I will genuinely smile, laugh, crack jokes, hang out with my friends, sing at the top of my lungs, dance around like no one cares. Because I am making up for the times when I care.

These days can turn into weeks, possibly even months. I feel great, and everyone knows because it shows.

But then there will be a day. A moment when there are rocks sitting in the pit of my stomach and I want to throw up.

Moments when a sock on the floor makes me bawl.

Moments when a falling leaf makes me want to sit on the ground and contemplate life and death.

Moments when I am sad. Moments when I am lonely. Moments when I am lost.

And I don't just mean sad. I mean a soul-sucking rainbows are monochrome gray if I move from my spot on the floor where I have been crying all the tears that need to be wept for the past three hours I will never feel anything ever again, but oops too late for that mind-crippling sadness.

And I don't just mean the feeling of being lonely. I mean being lonely in a room of a hundred people and not just any people but those you are closest too and yet still can't shake the feeling that they don't see you for who you are and why are you thinking this way they are your BEST FRIENDS kind of knees trembling but no one will catch me kind of loneliness.
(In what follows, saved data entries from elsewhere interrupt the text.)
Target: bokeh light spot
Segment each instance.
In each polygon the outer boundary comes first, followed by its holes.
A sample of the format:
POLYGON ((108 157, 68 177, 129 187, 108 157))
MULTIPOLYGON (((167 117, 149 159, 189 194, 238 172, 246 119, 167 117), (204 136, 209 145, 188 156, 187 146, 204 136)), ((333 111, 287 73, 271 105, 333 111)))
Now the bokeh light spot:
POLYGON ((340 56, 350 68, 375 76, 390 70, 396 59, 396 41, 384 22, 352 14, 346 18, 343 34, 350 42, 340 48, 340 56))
And not lost. But the kind of lost where you are panicking because you don't know how you got here, how you are getting out, and are sure that no phone, map, or compass will ever help you out because you can't be lost if you never knew where you were going and no one will ever find you including the few friends you still have and I bet they have already replaced you with better friends and why can't I just pick up a phone and call people just to talk for no reason but to talk like a normal person for once in your life why were they ever friends with you again kind of lost.

And those moments. Those moments are gut-wrenching tear jerkers. Too bad you don't have any tears left. And I don't mean the ones your pillow absorbed last night at four AM because it's the only time when you can without people judging you. Because the problem is, you have an ok life. Compared to most it's pretty good. You are alive anyways, aren't you. But then there are moments when that isn't enough. Moments when you shock yourself because you wish you weren't. Oh how you wish you weren't even born. But then again, I guess if you think of it enough, it's not that shocking anymore. Is it? I mean the more you think about it the more it makes sense. It's not like you asked for this anyways. And it's not that you would do something but if something were to happen; would you mind? And if you just said no then you understand. You understand those days. Those moments. Those moments when you feel at your weakest.

Those moments, you are actually your strongest. Because you get past these moments. These days. These weeks. Months. Years. However long it takes you. But as long as at some point you go back to those moments. The good ones. And no, you will probably not always remember that one time when you laughed because you saw someone dancing in their car. Or that one time you smiled because someone texted you first. That time when the tears in your eyes aren't from anything but being happy. But you have those moments, and that's what makes life worth living. Because when you have a less than ordinary, sad life, it's important to remember the extraordinary moments.